Docking studies using AutoDock Vina 4.2

Preparation of modeled TPP and 17 ligands for docking

AutoDock Vina 4.2 software contains tools for optimization of protein as well ligands such as assigning atomic charges to make protein more polar, ligand modifications through charge and rotatable bonds assignment, calculation of energy contribution of desolvation during ligand-binding on protein, prior assigning of grid maps on protein surface for interaction with ligands by auto grid. The above facilities improve the speed, accuracy, docking with a new scoring function, efficient optimization, and multithreading of molecular docking [33].

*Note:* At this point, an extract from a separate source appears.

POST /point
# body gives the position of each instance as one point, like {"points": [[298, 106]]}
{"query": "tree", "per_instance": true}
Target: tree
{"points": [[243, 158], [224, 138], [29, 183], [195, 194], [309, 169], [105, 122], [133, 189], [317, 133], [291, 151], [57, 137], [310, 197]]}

Docking protein (modeled TPP) with ligand (phytochemicals) molecules

In our present work, we have determined the docking or binding-free energy as shown in Fig. 4 which reflects the binding affinity of 17 ligands and 3 prescribed drugs to model TPP. The above docking studies signify the fact that out of seventeen phytochemicals Rutin shows the highest binding affinity of − 7.0 kcal/mole and methyl chavicol with least among 17 phytochemicals was − 5. The prescribed drugs were reported to have binding energy equal to most of the phytochemical ligands tried. Therefore we have selected at least one phytochemical ligand which shows better docking energy from each of the plant. The ligands with best possible affinity to model TPP were represented in Table 5 to carry further studies [39]. Glide is the drug discovery tool of Schrodinger program used in a similar study alternate to AutoDock Vina of the present work. AutoDock Vina used in the study of docking calcinurin with inhibitors predicts binding affinity energy between − 4.9 and − 8.4 kcal/mole almost identical to the results of the present study [40].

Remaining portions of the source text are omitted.